Um político experimentado envolver-se nestas trapalhadas só se explica por uma de três razões: ou desvaloriza o escrutínio cada vez mais severo da vida dos políticos – diga-se que, por vezes, exagerado e descabido, a ponto de afastar da esfera pública os mais ciosos da reserva da sua intimidade -, ou faz de todos nós uns tolos e desqualificados que tudo aceitam, ou desconhece a lei – facto inaceitável, num advogado.
A displicência, diria mesmo a infantilidade a raiar a sobranceria, com que os mais altos responsáveis da Nação, estes e os outros, nas cavernas da ética, abordam estas matérias, é inquietante.
Perigoso, porém, é sabermos que este assunto só é motivo de alarme por ter sido investigado pelo quarto poder. De outro modo, ficaria silenciado, com a moral a ser vítima de mais uma facada entre costelas.

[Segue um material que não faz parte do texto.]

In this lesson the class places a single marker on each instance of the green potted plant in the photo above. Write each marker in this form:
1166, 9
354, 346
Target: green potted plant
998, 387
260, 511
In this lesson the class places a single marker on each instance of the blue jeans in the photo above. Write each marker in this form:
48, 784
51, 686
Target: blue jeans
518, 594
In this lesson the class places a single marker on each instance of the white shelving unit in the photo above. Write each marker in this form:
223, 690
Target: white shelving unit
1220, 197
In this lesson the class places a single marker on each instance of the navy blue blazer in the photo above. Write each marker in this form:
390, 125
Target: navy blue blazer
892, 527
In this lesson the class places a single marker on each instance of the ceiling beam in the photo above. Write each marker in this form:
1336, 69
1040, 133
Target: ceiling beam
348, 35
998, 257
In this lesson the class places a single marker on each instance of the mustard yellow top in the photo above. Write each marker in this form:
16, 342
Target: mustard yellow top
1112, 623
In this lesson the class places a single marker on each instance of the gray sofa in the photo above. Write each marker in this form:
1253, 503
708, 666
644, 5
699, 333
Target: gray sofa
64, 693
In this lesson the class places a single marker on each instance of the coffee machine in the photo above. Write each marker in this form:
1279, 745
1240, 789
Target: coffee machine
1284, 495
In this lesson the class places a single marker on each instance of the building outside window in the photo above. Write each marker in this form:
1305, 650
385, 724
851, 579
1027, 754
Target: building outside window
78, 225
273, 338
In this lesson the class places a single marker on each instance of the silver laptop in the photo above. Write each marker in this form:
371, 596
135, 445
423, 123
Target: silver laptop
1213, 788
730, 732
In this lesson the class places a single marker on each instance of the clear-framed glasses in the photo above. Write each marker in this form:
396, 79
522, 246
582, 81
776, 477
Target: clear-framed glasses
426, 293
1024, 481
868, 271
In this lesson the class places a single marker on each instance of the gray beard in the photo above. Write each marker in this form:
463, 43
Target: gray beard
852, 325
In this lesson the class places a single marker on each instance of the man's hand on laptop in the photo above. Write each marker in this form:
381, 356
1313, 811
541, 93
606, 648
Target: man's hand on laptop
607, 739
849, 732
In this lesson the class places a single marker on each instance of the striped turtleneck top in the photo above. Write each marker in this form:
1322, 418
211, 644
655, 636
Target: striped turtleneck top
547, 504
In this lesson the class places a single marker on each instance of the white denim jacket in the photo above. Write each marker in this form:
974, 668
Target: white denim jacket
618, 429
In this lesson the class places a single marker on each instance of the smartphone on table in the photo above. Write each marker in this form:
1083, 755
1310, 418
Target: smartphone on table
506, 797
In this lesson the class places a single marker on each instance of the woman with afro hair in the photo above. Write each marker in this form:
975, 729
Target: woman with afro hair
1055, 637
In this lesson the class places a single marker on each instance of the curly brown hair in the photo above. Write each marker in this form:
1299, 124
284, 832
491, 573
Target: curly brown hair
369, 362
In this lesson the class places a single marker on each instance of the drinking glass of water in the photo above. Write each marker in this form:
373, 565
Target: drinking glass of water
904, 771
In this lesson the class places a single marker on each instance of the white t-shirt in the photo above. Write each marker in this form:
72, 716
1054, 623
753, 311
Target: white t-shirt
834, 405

Uma coisa é certa: neste momento, independentemente dos juízos partidários e do silêncio cúmplice de Marcelo, antes tão agitado e opinativo, omnipresente e omnisciente, o que conta é a percepção negativa que está instalada na opinião pública. E essa pode ser fatal, se a correnteza de más notícias ganhar forma.
A alta política, entretida a especular sobre os eventuais votos no bornal, em sacrifício dos interesses nacionais, tricota-se nos bastidores e obedece a critérios e razões que estão longe do entendimento médio do cidadão vulgar.
Mas, mais cedo do que se pensa, os fiscais das almas e os notários das virtudes terrenas virão a terreiro, e apressar-se-ão a desenterrar o osso e zurzir no esquife.